Mes frères, mes chers frères, écoutez-moi. Vous venez d’entendre des choses sérieuses ; elles vous ont émus, frappés, inquiétés, j’en suis sûr. Mais vous vous demandez si cette doctrine n’est pas exagérée, et s’il y a réellement dans les dissipations du monde autant de mal que j’y en vois. La réponse qu’il faut faire à cette question dépend de l’état de votre âme. Si vous n’êtes chrétiens que comme le sont malheureusement l’immense majorité de ceux qui en portent le nom ; s’il vous suffit d’avoir une vie bien réglée et des sentiments honnêtes, moraux, religieux selon le monde, alors, ce discours est exagéré pour vous. Eh bien, allez au bal, allez au spectacle, passez la nuit dans des dissipations frivoles autant qu’entraînantes. Après tout, il y a lieu d’espérer que, disposés comme vous l’êtes, cela ne vous conduira ni au crime ni au vice, et votre ambition morale ne va pas plus loin. A la réserve d’une excitation un peu plus grande que de coutume, et de la perte d’un temps que vous n’emploieriez guère mieux chez vous, vous ne faites pas plus de mal dans un bal qu’ailleurs, ou vous ne faites pas plus de bien ailleurs que dans un bal. Il importe peu que vous tuiez le temps dans un lieu ou dans un autre ; et véritablement, j’aime autant que vous jetiez votre vie dans les plaisirs que si vous la consumiez dans la paresse, dans les paroles vaines, dans les médisances, dans la lecture des romans, ou dans je ne sais quels soins futiles qui rendent votre intérieur presque aussi mondain que le monde. Mais alors, ayez honte de vous-mêmes. Connaissez que vous vivez sans but, sans Dieu, sans dignité, sans contentement solide pour le temps et sans espérance pour l’éternité. Connaissez enfin que c’est à vous que s’appliquent ces paroles : « Si quelqu’un n’est né de nouveau, il ne peut voir le royaume de Dieu. Convertissez-vous, ou vous périrez. Fuyez la colère à venir. Croyez en Jésus-Christ, et vous serez sauvés. »

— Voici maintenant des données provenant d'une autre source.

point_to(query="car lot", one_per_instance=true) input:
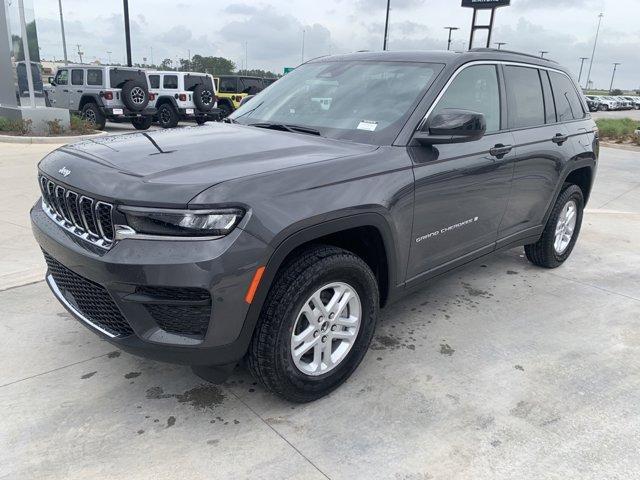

Mais si vous avez donné votre cœur à Jésus-Christ ; si vous avez appris de lui à renoncer à vous-mêmes, à porter votre croix et à le suivre ; si vous avez faim et soif de la justice, et si vous êtes consumés d’une jalousie de Dieu qui ne vous permet de contentement que dans une vie sainte et conforme à celle du Seigneur lui-même, oh ! alors, ma doctrine n’a rien d’exagéré, et j’ai à peine besoin de vous dire qu’elle est écrite dans l’Évangile, tant elle est clairement écrite dans votre conscience. La dissipation tue la vigilance, la prière, l’humilité, la charité. Femmes chrétiennes, faites attention à mes paroles. « Celle qui vit dans les plaisirs est morte en vivanti. » Fuyez le monde. Retirez-vous. Gardez la maison. Servez le Seigneur. Vivez en famille. Que la tendre approbation d’un mari, heureux par vos soins, soit votre première ambition ; que des enfants, nourris de votre propre lait et cultivés par vos propres mains sous le regard du Seigneur, soient votre parure et votre récompense. Alors, au lieu de mendier des spectacles à un monde frivole, vous en donnerez un chez vous qui sera digne du regard des anges !

i1 Timothée 5.6. Saint Paul dit cela plus spécialement des veuves ; mais il est facile de voir qu’il ne fait qu’appliquer à un cas particulier une maxime générale.

Mais peut-être votre état d’âme n’est-il ni l’un ni l’autre de ceux que je viens de dépeindre. Vous n’êtes pas étrangers aux impressions de la piété, mais vous n’êtes pas entrés non plus dans la vie chrétienne ; et « votre cœur partagé flotte, comme les vagues de la mer, » n’osant pas se livrer au monde, et ne sachant pas se donner à Dieu. Ah ! s’il en est ainsi, rappelez-vous que la danse de Salomé fut la dernière ressource de Satan pour gagner Hérode, qu’aucun autre moyen n’avait pu séduire ; et craignez, craignez que la dissipation ne soit aussi sa dernière ressource avec vous. Craignez-le, ai-je dit ? mais plutôt, espérez-le. Peut-être n’est-ce plus que par la dissipation qu’il retient encore votre âme qui a paru si souvent près de lui échapper. Là est toute sa force, toute son attente. Il ne faut que briser ce seul lien, et tout le charme sera détruit. Rompez donc, rompez aujourd’hui avec le monde, et vous chanterez avec David, dans la joie de votre cœur : « Notre âme est échappée, comme l’oiseau du filet de l’oiseleur ! Le filet a été rompu, et nous sommes échappés ! » Amen.